E com sua história — “Rei Sapo ou Henrique de Ferro” —, Príncipe Ambrósio, ainda foi pior. Nem príncipe aparece. Em uma das versões modernas da história, o sapo se transforma, vejam só, em um corretor de imóveis, que planeja construir, na bela floresta do reino da Sapolândia, o que eles chamam de shopping- center. Outro detalhe: até o criado tem nome — Henrique. E Vossa Alteza, nada.

— Mas qual a razão de fazerem isso com a minha história?

— Acho que foi para denunciar a destruição das florestas que está acontecendo por lá, pelo mundo da realidade.

— E o que houve com minha história? — A pergunta vinha do príncipe Alexandre.

— A sua história, Alteza, já é ridícula desde que foi inventada — falou o príncipe Rodolfo, com sua franqueza habitual. Quem já viu um príncipe de sangue real ir de casa em casa com um sapato na mão, procurar a dona desse sapato, que poderia até ser uma plebeia, para com ela se casar! E, ainda por cima, Vossa Alteza prepara a festa, dança com a jovem desconhecida e ninguém sabe, nem a jovem, muito menos o leitor da história, que seu nome é Alexandre.

— Suas palavras me ofendem, príncipe Rodolfo. 

— Desculpe-me. É esta minha boca que insiste em ser sincera, por isso exagera na verdade.

— Desculpas aceitas, Príncipe Rodolfo.

— E sabe, Príncipe Alexandre  —, continuou o Príncipe Rodolfo — que os estudiosos descobriram uma versão da sua história muito mais antiga do que a europeia que conhecemos? E, talvez, bem mais interessante. É chinesa e parece ter sido a primeira versão escrita do conto “Cinderela” ou “Branca de Neve”.

— Interessante, muito interessante! Mas humilhante para este Príncipe aqui, que nem original é. — Choramingou o Príncipe Alexandre.

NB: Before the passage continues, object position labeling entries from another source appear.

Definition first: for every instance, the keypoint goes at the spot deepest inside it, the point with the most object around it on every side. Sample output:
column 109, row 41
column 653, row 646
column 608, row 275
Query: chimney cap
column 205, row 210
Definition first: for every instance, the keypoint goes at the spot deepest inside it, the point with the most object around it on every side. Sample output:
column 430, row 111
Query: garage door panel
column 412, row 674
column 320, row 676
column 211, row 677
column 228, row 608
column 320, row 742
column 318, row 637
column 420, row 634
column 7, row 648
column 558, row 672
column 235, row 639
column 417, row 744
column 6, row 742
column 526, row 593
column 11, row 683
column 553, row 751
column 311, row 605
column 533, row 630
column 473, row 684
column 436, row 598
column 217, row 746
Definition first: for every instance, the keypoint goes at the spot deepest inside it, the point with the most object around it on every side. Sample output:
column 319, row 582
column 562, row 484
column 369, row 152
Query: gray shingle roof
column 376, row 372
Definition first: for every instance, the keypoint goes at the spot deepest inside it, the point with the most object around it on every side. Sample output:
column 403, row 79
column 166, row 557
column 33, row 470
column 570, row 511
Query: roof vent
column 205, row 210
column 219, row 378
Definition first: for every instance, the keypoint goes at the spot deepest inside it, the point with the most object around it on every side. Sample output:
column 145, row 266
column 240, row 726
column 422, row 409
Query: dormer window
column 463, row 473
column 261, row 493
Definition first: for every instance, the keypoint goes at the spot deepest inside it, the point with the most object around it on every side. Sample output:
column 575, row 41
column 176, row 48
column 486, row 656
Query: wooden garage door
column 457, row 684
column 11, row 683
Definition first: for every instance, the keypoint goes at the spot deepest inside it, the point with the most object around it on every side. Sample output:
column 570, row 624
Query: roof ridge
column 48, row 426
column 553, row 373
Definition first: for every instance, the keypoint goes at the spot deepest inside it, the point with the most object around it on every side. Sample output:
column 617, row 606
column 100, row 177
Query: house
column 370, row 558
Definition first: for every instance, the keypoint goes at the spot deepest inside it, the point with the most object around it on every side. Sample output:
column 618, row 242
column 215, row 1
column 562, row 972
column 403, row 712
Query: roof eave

— Bem — retomou a palavra o Príncipe Rodolfo — para encerrar nossa reunião, um detalhe dos mais graves: todos nós, os príncipes, parecemos, nos contos de fada, uns idiotas. Apaixonamo-nos, à primeira vista, pela primeira jovem bonitinha que aparece e, rápido como a queda de um raio, contratamos casamento. E ainda somos apresentados como uns imbecis e preguiçosos, que levam a vida caçando, passeando e tentando encontrar dragão. Não temos nenhum papel no reino, a não ser procurar uma noiva e defendê-la dos dragões e das maldições das bruxas. Isso me deixa desolado. E tem mais: aquele felizes para sempre já está tão fora de moda! Quem é feliz para sempre, principalmente casando com as princesas mofinas dos contos de fada? Princesas que não fazem nada de proveitoso, não conseguem nem vestir-se sozinhas, passam os dias esperando a chegada de seus falsos heróis. São tão sensíveis, mas tão sensíveis mesmo, que sentem o desconforto causado por uma ervilha colocada sob vários colchões. Me dá vontade de falar como falam os príncipes e os não príncipes do mundo real: Minha amiga, me dá um tempo. Que tal se garantir um pouco e esperar menos?  Afinal de contas, o que as pessoas do mundo do reality show pensam que nós, moradores do mundo paralelo da fantasia, somos, para nos representar assim?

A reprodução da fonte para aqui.